Junto a los frutos de la idea, aparecen también en la galería del Centro de Artes Visuales, piezas del pintor y grabador Jesús Carrete -promotor del programa- y de varios instructores que colaboraron con el grupo.

“Fue un reto enseñar el secreto de las prensas y matrices entintadas a personas con síndrome de down, pero logramos descubrir talentos y despertar la motivación del peculiar equipo”, añadió Carrete.

La agrupación ya expuso más de 50 obras colectivas y 11 personales tanto cubanos como extranjeros, entre las que destacaron salones de España, México y Alemania.

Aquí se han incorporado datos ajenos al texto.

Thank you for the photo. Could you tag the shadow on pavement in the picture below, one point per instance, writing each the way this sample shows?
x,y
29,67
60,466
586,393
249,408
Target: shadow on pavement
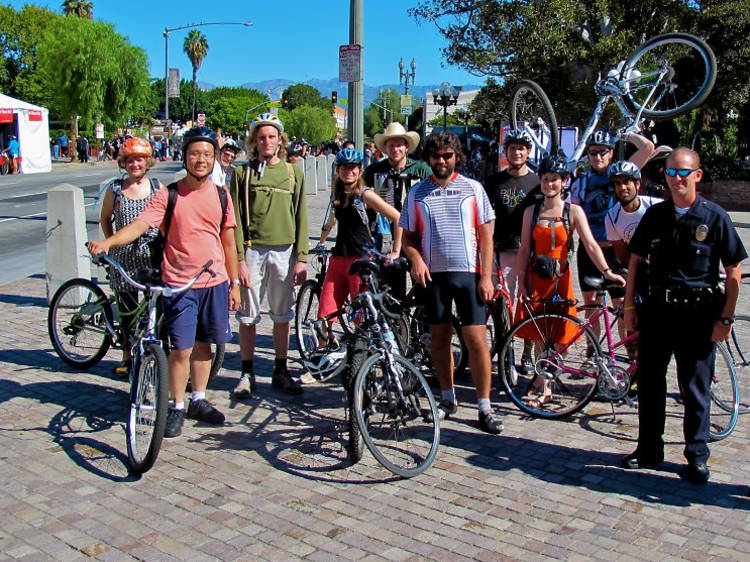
x,y
599,471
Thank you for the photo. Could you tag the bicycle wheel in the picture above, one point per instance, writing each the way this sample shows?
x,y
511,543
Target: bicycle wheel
x,y
531,111
76,322
149,394
308,302
669,75
725,396
565,357
739,349
403,435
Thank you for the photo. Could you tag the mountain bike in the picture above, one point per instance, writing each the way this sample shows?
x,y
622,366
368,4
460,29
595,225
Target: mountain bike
x,y
80,309
665,77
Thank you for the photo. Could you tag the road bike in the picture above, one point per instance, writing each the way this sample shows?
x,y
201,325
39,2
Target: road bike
x,y
390,407
81,336
665,77
81,323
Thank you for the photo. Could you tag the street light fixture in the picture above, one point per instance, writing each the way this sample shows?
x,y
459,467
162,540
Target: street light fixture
x,y
446,96
403,76
166,33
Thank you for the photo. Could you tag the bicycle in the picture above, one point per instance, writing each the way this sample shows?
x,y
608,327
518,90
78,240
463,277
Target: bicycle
x,y
385,392
665,77
82,335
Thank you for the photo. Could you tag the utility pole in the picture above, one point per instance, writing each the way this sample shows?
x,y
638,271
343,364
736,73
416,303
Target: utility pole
x,y
356,89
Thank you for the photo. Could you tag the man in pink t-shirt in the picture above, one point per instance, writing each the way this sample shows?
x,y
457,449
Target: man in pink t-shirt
x,y
197,233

Explicó Carrete que “lo más gratificante del esfuerzo es que logramos elevar la autoestima de los estudiantes y sus posibilidades de integración social”.

“Mi hija Lianna, quien nació marcada por el síndrome, me inspiró a comenzar este experimento en el centro de enseñanza especial donde estudia, el propósito inicial era incentivar a varios adolescentes para que se sintieran útiles y felices tanto en la escuela como en el hogar”, agregó.

Carrete explicó que el programa pretende “sentar las bases para la inclusión en la vida laboral”.

“Ahora los saludan con admiración, se han ganado el reconocimiento de un público que los aplaude en cada exhibición”, señaló.

Sus dibujos y pinturas difieren felizmente de muchas de las propuestas plásticas contemporáneas saturadas de violencia, pues permiten reencontrarnos con esa poesía perdida que tanto añoramos, sentenció Carrete.